When you say in education debates that something “works according to research”, you usually get approving nods from one corner and sceptical grumbles from another. Especially when a meta-analysis is involved, after all, that is supposed to be the top of the evidence pyramid. Combine many studies, average their findings, weigh them carefully and report an effect size: it sounds reassuringly solid. Yet a new meta-review of 247 meta-analyses on compulsory education interventions shows that the reality does not always match the ideal.
The meta-review by Marta Pellegrini and colleagues shows careful, rigorous and impressively thorough work. That deserves to be said upfront. Yet the findings confront us with several uncomfortable truths. Many reviews limit their transparency. Researchers struggle to adopt methodological innovations. Interpretations of results sometimes lack the depth we need. None of this undermines science. In fact, research becomes stronger when we choose to look directly at these awkward parts.
One finding struck me most: only 4% of the meta-analyses preregistered a protocol. Today we expect researchers to do this to avoid quietly adjusting their approach once results start to emerge, and we teach the same principle to our students in Utrecht.
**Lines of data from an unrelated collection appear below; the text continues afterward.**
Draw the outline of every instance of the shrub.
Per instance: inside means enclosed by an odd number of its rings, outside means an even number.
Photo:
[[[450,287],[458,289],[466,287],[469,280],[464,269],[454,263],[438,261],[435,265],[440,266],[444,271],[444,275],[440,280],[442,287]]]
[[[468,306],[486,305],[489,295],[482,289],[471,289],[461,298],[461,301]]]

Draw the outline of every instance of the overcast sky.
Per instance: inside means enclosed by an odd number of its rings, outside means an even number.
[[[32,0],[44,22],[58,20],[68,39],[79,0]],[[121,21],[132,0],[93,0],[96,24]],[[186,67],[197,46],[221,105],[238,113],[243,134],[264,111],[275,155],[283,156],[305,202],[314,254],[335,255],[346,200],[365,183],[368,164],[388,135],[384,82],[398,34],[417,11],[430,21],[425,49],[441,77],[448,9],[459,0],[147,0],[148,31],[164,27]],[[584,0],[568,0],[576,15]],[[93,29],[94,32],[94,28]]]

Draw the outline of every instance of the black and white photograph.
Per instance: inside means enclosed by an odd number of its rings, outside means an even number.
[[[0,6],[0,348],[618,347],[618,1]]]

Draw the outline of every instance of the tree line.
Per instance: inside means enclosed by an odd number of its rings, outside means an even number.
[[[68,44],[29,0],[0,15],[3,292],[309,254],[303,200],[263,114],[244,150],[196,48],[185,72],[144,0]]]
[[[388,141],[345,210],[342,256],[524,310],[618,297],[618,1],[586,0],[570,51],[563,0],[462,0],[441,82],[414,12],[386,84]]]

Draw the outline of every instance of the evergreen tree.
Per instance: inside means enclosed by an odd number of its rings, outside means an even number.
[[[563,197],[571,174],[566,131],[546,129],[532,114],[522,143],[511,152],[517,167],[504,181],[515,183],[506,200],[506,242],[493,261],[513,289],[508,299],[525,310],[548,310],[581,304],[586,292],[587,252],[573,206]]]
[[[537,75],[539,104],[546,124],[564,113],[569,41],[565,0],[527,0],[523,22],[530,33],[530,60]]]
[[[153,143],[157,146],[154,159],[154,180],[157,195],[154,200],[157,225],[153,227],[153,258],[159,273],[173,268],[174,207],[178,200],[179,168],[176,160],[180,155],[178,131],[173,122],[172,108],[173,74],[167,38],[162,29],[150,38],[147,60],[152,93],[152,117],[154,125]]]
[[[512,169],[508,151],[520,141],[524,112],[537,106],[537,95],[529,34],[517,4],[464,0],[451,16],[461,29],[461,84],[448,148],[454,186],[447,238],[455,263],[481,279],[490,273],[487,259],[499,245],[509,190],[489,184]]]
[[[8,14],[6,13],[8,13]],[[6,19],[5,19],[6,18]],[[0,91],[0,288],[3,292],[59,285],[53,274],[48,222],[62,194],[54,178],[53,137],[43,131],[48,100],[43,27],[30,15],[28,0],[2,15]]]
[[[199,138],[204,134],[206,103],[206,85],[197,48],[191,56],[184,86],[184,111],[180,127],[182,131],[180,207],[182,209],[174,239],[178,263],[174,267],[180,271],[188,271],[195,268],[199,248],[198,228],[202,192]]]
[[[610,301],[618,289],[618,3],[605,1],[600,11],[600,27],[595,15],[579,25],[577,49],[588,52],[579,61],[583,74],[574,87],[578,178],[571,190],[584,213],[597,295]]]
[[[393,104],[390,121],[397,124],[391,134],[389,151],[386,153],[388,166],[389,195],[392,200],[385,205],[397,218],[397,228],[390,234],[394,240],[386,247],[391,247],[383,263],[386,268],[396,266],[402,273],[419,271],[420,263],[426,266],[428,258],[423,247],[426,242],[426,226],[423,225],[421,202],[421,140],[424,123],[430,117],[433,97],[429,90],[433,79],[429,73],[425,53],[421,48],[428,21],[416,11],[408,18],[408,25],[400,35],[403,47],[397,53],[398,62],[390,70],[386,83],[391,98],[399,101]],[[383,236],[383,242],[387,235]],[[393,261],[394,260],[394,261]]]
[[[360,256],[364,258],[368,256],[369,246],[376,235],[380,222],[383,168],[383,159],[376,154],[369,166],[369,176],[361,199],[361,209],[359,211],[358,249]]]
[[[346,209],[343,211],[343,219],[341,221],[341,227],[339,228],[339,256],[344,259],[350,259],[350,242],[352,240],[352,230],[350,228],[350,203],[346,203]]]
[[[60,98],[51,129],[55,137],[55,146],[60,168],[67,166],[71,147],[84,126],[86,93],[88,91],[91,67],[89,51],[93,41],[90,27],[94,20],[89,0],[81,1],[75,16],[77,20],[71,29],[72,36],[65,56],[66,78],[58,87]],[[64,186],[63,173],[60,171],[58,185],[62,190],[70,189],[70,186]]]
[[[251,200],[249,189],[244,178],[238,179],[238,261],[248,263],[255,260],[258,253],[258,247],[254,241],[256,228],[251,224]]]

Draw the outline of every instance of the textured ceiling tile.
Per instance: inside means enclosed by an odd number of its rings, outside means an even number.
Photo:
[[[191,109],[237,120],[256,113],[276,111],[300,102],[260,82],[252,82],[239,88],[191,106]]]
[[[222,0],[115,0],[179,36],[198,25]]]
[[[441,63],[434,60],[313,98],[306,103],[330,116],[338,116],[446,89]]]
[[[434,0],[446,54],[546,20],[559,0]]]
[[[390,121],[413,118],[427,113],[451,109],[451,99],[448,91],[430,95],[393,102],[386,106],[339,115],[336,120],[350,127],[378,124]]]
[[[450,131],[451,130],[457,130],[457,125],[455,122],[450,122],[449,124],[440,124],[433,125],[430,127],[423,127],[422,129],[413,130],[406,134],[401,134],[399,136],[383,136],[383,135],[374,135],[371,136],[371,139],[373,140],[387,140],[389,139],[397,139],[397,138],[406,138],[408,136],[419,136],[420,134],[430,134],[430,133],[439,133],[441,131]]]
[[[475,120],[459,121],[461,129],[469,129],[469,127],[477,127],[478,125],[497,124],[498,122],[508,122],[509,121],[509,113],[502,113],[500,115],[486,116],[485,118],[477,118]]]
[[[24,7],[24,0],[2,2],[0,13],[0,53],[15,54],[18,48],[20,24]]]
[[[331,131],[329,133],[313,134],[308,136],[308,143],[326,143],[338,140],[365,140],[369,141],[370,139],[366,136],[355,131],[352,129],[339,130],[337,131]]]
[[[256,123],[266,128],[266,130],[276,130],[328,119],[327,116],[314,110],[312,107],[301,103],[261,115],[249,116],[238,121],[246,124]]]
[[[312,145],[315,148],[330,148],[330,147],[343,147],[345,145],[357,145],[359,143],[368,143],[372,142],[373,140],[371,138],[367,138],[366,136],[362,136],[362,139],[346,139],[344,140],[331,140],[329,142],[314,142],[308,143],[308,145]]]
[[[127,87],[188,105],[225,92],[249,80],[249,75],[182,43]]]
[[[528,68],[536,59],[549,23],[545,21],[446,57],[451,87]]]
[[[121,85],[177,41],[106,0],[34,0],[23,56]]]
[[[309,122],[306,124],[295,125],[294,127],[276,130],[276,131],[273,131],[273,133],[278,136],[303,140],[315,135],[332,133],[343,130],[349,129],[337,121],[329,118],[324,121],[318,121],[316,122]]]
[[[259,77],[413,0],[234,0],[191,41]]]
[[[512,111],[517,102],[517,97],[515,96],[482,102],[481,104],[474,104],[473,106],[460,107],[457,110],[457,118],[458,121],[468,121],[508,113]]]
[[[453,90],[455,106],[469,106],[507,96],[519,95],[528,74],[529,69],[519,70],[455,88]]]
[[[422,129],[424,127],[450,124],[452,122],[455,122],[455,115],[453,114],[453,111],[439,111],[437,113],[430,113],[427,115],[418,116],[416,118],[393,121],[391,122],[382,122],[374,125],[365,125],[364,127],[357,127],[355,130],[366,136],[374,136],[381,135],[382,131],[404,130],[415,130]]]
Only 6% shared their full dataset or statistical code. Practical obstacles can make this hard, but the number remains remarkably low in a field where privacy rarely blocks data sharing. Researchers also tend to describe their search strategy only partly. Nine per cent reported full search strings; the rest offered examples. That level of detail makes a review hard to reproduce. Yet policy documents and school improvement programmes rely on this type of synthesis. It feels a bit like following a recipe that says “Add some spices”. You simply do not know which.
Another observation: effect sizes are often statistically dependent on one another. Think of multiple outcomes from the same study. Only 30% of meta-analyses used modern models that appropriately handle this dependency. In many cases, effect sizes are averaged or treated as if they were independent. It sounds harmless, but it can distort the precision of the findings. And honestly, when reading meta-analyses, one rarely sees this issue flagged explicitly. Yet it is exactly the kind of nuance we need to understand results properly.
The question of why studies find different results also receives inconsistent attention. Many meta-analyses report a few standard statistics, but only a third make clear how much studies truly differ from one another, and only 8% provide a prediction interval, which is one of the most practically relevant pieces of information. You can easily have an attractive “average effect” while the spread across studies tells you that something works under some conditions and not under others. That is not a failure of science. It is the reality of education. It is also why the Leerpunt and EEF toolkits now include clear “side notes” to show what the variation looks like.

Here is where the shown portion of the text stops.